As comunidades na linha de frente vêm fazendo esse trabalho desde muito antes da ascensão inicial de Trump ao poder.

Antes que alguém se esqueça, os anos pré-Trump não foram nenhuma maravilha em termos de acesso ao aborto, direitos dos imigrantes, ou assistência de saúde, em especial os cuidados de saúde para afirmação de gênero. O capitalismo dos combustíveis fósseis, da austeridade, das desigualdades brutais, e da exploração dos trabalhadores, e da polícia racista, e do estado carcerário — tudo isso criou as condições de insatisfação em que a extrema direita pôde prosperar.

Agora, se Trump cumprir apenas uma fração das promessas autoritárias que já fez, todas essas violências serão intensificadas, assim como as punições por combatê-las. As coisas podem simplesmente piorar. É um sinal de seriedade que muitos ativistas estejam concentrados na formação de comunidades e nas estratégias de defesa, em vez de protestos espetaculares.

Aprendendo enquanto fazemos

A hora de ir às ruas, ou de fazer outras ações públicas que chamem a atenção, não passou.

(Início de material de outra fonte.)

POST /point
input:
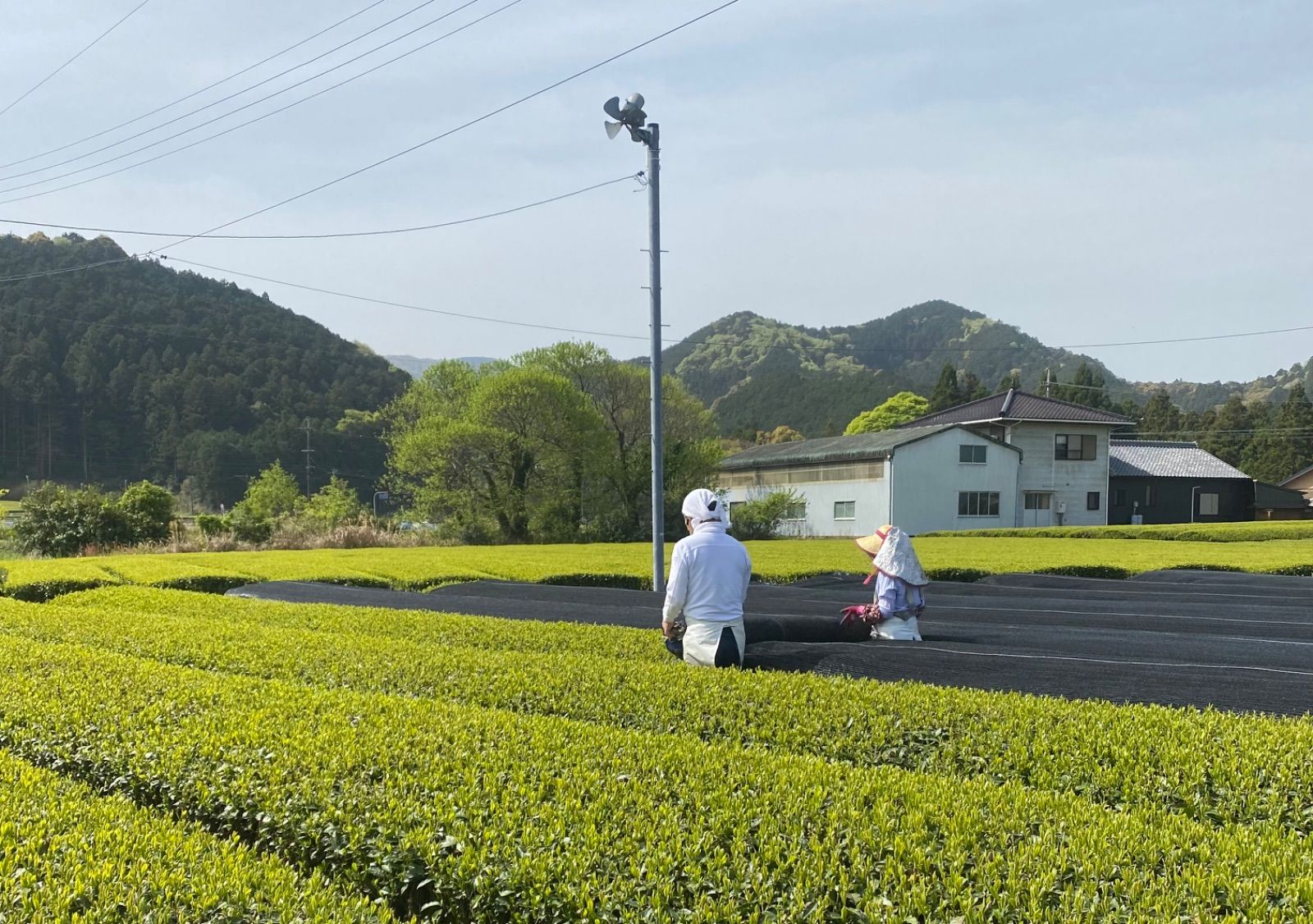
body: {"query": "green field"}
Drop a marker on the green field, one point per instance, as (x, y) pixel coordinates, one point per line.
(181, 757)
(947, 556)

As enormes revoltas por George Floyd em 2020 não foram um erro, nem um fracasso, por terem enfrentado repressão e reações. Foram uma articulação potente e necessária de uma política de libertação que lutava para ser realizada. O mesmo pode ser dito sobre o extraordinário movimento estudantil pela liberdade da Palestina, que enfrentou demonização de ambos os lados do espectro político, e que precisará continuar muito depois de qualquer cessar-fogo em Gaza.

São lutas de longo prazo, aguerridas, em que as manifestações são apenas a faceta mais visível.

Essa visibilidade não é desprezível; precisamos nos encontrar nas ruas e nas encruzilhadas novamente. Ações como as aglomerações nos aeroportos contra a “proibição de muçulmanos” criada por Trump deveriam ter continuado contra as duras regras de fronteira de Biden, e serão ainda mais cruciais daqui em diante do que qualquer espetáculo em protesto contra a posse.

A Marcha das Mulheres em 2017 foi uma mentira, ainda que suas organizadoras e participantes estivessem agindo com sinceridade. Ela acenava a uma frente unida que ia dos liberais até a esquerda, feminista e antifascista, e que simplesmente não existia. Os democratas tradicionais deixaram isso muito claro.

O J20, por sua vez, foi um erro de cálculo: não tivemos a capacidade de interferir de forma relevante na posse e em seu imenso aparato de policiamento. Os protestos militantes são sempre arriscados, mas os riscos precisam ser o mais calculados possível. Um relativo silêncio durante a posse de Trump em Washington foi, eu espero, um sinal de aprendizado.